Classiques

Madame de Lafayette – La Princesse de Clèves

Marc Bordier par Marc Bordier /

Princesse de Clèves

    La Princesse de Clèves, classique de la littérature française depuis des décennies, a connu un curieux regain d’intérêt de la part du public grâce aux déclarations maladroites de Nicolas Sarkozy. Rappelons les faits. En février 2006, celui qui était alors encore simple candidat à la Présidence de la République a affirmé: “Un sadique ou un imbécile avait mis dans le programme [du concours d’attaché d’administration] d’interroger les concurrents sur La Princesse de Clèves. Je ne sais pas si cela vous est arrivé de demander à la guichetière ce qu’elle pensait de La Princesse de Clèves. Imaginez un peu le spectacle !”. Une fois élu, il a tenu un discours similaire à l’occasion d’un déplacement à Lyon à la fin de l’année 2008 (vous pouvez consulter ici ses propos exacts). Influencé par ce contexte particulier, j’ai récemment relu le roman de Madame de La Fayette en me posant les questions suivantes: comment La Princesse de Clèves peut-elle éclairer le lecteur d’aujourd’hui, dans sa vie personnelle ou professionnelle? En quoi peut-elle lui être utile dans un univers dominé par les compétences techniques, commerciales, ou administratives?

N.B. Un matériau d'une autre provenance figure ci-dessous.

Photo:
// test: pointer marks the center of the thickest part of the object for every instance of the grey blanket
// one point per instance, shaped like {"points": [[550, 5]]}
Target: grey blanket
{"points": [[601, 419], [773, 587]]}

    Comme la plupart des grands textes classiques, La Princesse de Clèves exige du lecteur moderne une concentration et une attention auxquelles ne l’ont pas habitué les écrans qui monopolisent d’ordinaire ses facultés intellectuelles. Passé le célèbre incipit (“La magnificence et la galanterie n’ont jamais paru en France avec tant d’éclat que dans les dernières années du règne de Henri second.”), il doit retrouver son chemin au milieu d’une longue galerie de portraits historiques, et suivre un fil narratif certes linéaire, mais entrecoupé de quatre récits enchâssés illustrant les dangers de la passion amoureuse. Lire le roman de Madame de La Fayette, c’est donc cultiver la persévérance et le goût de l’effort. Ne sont-ce pas là des qualités appréciables dans la vie professionnelle? 
      Sur la forme, La Princesse de Clèves se distingue par un style sobre, simple et naturel. Selon l’usage de l’époque classique, Madame de La Fayette refuse l’effet pour l’effet, les métaphores coquettes, les ornements fleuris. En parlant de son roman, elle écrit dans une lettre à une amie “je le trouve très agréable, bien écrit, sans être extrêmement châtié […]. Il n’y a rien de romanesque ni de grimpé” (“grimpé” désignant ici un style prétentieux, excessivement élevé). Il ne faut pas voir dans ces affirmations la manifestation d’un quelconque narcissisme, mais plutôt le jugement sûr d’une artiste qui fait tendre tous ses efforts vers la clarté, la concision et la simplicité. Tout au plus peut-on relever dans son roman une présence un peu trop fréquente des superlatifs et des hyperboles pour désigner les brillantes qualités des gentilshommes de la cour de Henri II, mais cela fait partie du style littéraire précieux. Dans l’ensemble, l’écriture de Madame de La Fayette est un modèle pour  les amoureux de la langue française, et son étude est plus que jamais nécessaire dans un monde où l’écrit retrouve toute sa place grâce à la multiplication des correspondances électroniques.
      Enfin, La Princesse de Clèves est un chef d’oeuvre d’analyse du sentiment amoureux et de ses dangers. Le roman montre la naissance de l’amour, ses élans, ses doutes et ses reflux, ses joies et ses souffrances, les jalousies et les peines terribles qu’il peut inspirer. C’est un ouvrage de casuistique amoureuse, une anthropologie fine qui explore les variations du coeur sur le mode de l’introspection. Sans doute la guichetière de M. Sarkozy n’en a-t-elle pas besoin pour apposer des coups de tampons derrière son guichet. Mais si elle veut s’élever vers de nouveaux horizons, aussi bien matériellement qu’intellectuellement, elle trouvera une bonne guide dans La Princesse de Clèves.